My correspondent replied:

Agreed! Imagine if this attitude had prevailed in the 1920s and Walter Lippmann had not been able to criticize the interpretation and use of IQ tests.

And then this, which really says it all:

In the off chance you mention this in your blog, please don’t mention who sent it to you—I don’t want to accidentally embroil myself in any controversy.

P.S. More here in this hard-hitting piece by Jesse Singal, including these bits:

The problem, as I [Singal] showed in a lengthy rundown of the many, many problems with the test published this past January, is that there’s very little evidence to support that claim that the IAT meaningfully predicts anything. In fact, the test is riddled with statistical problems . . .

One striking thing about the process of reporting that article was the extent to which Banaji tried to smear her critics . . . She also accused the test’s critics of having a “pathological focus” on black-white race relations and the black-white IAT for reasons that “will need to be dealt with by them in the presence of their psychotherapists or church leaders.”

This is the definition of a derailing tactic — shift the focus from critiques of the IAT itself, some of which in this case appeared in a flagship social-psych journal, to the ostensible moral and psychological failings of the critiquers.

Yes, I hate that tactic.

Singal continues:

The idea that journalists shouldn’t write about scientific controversies would have been highly questionable even before the replication crisis exploded onto the scene, but it’s hard to fathom why anyone would take this argument seriously in 2017. . . . Greenwald, of course, doesn’t appear to have any problems with positive coverage of the IAT.

And he concludes:

Society desperately needs more open scrutiny of scientific claims, not less, whether in scientific journals, the media, or anywhere else. Especially when it comes to claims that seem to change every two years.

I agree.

A thought on Bayesian workflow: calculating a likelihood ratio for data compared to peak likelihood.

Daniel Lakeland writes:

Ok, so it’s really deep into the comments and I’m guessing there’s a chance you will miss it so I wanted to point at my comments here and here.

In particular, the second one, which suggests something that it might be useful to recommend for Bayesian workflows: calculating a likelihood ratio for data compared to peak likelihood.

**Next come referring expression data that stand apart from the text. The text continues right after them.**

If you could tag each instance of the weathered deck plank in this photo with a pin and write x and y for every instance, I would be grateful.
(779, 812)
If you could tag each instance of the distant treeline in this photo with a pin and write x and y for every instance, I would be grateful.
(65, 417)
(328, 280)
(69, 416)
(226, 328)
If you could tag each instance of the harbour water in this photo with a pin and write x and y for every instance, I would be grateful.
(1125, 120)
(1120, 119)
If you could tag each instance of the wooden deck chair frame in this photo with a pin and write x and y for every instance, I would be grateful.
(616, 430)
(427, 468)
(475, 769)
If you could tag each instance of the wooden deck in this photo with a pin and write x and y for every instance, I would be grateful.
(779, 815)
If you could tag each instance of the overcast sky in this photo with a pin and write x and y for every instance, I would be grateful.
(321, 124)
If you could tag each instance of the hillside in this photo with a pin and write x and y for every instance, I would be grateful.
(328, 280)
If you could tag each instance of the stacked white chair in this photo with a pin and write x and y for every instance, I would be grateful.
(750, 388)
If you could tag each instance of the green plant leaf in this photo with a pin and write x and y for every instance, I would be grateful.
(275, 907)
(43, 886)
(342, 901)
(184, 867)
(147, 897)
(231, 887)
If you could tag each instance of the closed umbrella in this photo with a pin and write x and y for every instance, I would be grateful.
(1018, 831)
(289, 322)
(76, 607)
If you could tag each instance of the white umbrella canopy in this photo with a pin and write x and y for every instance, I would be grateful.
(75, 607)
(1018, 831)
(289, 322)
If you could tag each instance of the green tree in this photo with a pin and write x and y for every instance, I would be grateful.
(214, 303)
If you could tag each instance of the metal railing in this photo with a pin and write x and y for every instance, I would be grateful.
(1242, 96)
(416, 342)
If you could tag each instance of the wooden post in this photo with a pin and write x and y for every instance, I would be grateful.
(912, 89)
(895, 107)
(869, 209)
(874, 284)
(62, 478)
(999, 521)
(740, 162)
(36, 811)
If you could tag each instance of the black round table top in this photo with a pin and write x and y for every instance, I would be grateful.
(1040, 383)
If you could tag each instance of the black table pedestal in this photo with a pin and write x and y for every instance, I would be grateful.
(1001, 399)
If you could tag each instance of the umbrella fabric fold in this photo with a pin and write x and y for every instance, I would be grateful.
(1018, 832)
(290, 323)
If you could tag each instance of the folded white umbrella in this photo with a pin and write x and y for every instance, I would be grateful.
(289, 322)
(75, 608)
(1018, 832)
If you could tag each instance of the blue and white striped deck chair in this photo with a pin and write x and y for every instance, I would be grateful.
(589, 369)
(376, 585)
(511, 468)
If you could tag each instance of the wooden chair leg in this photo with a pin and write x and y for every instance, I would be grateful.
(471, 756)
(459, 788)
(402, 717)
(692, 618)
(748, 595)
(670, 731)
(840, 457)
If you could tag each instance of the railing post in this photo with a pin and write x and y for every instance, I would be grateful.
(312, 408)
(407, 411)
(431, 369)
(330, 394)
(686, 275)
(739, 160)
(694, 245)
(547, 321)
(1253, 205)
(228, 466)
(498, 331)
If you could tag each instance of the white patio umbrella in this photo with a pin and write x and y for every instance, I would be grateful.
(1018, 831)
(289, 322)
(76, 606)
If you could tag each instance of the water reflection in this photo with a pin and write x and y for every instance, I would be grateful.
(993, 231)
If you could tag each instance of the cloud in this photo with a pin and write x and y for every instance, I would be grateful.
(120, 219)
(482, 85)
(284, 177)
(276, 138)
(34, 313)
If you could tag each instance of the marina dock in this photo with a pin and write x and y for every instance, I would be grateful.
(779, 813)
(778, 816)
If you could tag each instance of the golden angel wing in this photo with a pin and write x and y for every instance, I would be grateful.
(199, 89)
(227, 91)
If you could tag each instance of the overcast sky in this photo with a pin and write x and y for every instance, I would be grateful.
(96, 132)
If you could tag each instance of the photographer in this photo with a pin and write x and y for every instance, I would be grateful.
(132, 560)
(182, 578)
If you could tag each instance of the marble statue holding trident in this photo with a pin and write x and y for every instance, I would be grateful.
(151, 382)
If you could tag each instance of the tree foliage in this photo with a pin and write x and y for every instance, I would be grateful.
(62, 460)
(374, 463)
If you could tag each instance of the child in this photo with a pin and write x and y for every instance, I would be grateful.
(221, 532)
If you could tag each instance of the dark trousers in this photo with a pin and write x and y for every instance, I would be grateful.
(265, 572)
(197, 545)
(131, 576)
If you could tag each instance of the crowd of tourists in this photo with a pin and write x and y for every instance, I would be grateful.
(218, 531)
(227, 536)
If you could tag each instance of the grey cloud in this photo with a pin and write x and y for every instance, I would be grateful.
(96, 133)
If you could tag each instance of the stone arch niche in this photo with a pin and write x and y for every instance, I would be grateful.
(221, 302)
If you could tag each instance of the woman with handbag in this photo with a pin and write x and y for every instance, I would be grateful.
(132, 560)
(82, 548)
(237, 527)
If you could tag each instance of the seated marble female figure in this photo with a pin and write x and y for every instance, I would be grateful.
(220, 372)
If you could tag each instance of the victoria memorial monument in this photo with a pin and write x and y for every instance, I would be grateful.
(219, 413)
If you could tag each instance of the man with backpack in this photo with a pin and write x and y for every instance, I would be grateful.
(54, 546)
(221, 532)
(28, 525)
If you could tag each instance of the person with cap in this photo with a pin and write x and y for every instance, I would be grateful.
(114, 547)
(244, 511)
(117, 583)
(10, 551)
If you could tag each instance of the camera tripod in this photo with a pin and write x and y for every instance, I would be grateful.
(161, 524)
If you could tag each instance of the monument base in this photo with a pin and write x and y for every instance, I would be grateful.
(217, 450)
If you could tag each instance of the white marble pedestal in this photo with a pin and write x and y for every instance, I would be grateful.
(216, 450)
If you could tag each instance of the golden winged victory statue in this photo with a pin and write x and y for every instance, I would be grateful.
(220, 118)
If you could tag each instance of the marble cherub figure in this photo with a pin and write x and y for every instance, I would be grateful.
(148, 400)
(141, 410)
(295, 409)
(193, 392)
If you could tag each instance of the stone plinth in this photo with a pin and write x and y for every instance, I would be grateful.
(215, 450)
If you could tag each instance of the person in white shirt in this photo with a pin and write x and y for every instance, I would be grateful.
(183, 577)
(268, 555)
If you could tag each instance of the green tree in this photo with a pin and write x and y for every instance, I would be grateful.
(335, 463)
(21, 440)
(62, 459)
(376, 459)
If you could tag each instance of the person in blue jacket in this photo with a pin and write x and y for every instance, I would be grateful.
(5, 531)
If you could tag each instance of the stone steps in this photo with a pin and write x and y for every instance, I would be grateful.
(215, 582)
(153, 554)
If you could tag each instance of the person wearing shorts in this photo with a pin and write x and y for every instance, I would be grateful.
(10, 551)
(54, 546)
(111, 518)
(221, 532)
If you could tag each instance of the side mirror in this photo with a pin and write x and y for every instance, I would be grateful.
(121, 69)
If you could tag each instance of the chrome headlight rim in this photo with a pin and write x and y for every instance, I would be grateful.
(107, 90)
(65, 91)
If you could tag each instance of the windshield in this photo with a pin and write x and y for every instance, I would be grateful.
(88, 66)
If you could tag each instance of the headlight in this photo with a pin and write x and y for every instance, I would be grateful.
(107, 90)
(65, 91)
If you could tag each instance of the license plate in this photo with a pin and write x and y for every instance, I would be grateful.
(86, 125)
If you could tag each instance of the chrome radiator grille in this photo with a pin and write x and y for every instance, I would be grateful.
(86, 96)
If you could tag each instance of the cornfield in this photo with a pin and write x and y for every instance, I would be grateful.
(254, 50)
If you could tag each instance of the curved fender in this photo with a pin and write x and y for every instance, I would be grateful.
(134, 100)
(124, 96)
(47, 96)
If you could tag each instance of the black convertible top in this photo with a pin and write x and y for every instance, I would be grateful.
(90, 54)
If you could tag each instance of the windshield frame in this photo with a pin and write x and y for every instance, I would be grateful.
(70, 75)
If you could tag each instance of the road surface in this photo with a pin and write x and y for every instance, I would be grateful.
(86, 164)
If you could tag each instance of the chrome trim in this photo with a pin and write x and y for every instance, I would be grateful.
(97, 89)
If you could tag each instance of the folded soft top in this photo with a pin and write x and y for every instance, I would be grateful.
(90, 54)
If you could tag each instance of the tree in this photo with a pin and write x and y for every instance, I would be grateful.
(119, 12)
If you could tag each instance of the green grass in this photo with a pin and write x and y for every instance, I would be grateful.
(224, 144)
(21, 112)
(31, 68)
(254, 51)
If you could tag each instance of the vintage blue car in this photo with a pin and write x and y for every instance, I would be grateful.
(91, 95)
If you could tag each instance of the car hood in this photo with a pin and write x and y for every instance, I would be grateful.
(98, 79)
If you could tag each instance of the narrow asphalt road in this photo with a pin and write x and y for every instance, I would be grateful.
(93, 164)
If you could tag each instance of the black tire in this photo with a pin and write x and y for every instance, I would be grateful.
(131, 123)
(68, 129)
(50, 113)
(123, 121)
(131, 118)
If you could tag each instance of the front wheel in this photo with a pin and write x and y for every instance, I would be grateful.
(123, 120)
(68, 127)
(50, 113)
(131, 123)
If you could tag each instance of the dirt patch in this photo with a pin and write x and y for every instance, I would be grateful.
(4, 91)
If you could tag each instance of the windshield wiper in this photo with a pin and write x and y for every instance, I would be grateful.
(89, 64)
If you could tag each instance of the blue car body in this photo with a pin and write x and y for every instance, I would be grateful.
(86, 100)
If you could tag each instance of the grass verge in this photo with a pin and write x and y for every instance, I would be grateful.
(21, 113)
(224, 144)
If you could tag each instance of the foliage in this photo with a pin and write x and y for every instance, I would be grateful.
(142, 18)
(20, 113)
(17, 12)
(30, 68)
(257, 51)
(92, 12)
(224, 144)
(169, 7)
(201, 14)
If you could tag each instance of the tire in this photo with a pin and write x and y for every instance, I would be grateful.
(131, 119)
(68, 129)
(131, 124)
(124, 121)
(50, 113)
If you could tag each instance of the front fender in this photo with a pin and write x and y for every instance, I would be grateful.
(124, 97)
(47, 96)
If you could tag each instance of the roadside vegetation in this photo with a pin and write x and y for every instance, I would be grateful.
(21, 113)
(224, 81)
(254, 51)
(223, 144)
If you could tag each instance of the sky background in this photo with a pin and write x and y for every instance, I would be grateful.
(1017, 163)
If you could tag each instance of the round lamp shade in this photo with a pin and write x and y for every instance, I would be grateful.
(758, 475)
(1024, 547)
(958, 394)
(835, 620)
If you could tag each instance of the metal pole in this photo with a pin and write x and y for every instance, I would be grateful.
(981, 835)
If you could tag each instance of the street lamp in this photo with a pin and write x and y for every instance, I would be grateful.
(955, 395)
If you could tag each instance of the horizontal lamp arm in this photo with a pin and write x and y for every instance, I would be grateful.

I imagine in Stan using generated quantities to calculate say the .001, .01, .1, .25, .5 quantiles of log(L(Data)/Lmax) or something like that and using this as a measure of model misfit on a routine basis. I think it would be useful to know for example that for a given posterior draw from the parameters, the least likely data points are no less than say 10^-4 times as likely as the data value at the mode of the likelihood, and you’d definitely like to know if some percentage of the data is 10^-37 times less likely 😉 that would flag some serious model mis-fitting.

Since the idea deserves elaboration, but the comments on this blog post are sort of played out, what do you think I should do with this idea? Is there a productive place to discuss it or maybe set up some kind of example vignette or something?

I don’t have the energy to think this through so I thought I’d just post it here. My only quick thought is that the whole peak likelihood thing can’t work in general because (a) the likelihood can blow up, and (b) wherever is the peak likelihood can be super-noisy at times. So I’d replace “peak likelihood” with something using an informative prior. But maybe there’s something to the rest of this?

Brakes

So. I noticed my rear brake wasn’t really doing anything. If I squeezed really hard, I could slow down, but not enough to stop going down a steep hill. No big deal—it’s the front brake that really matters, right?—but just for safety’s sake I went to the bike store one day and they replaced the pads so the brake works again. And, hey—it really works! I hadn’t realized how effective the brake can be when it’s fully operational. Good to know.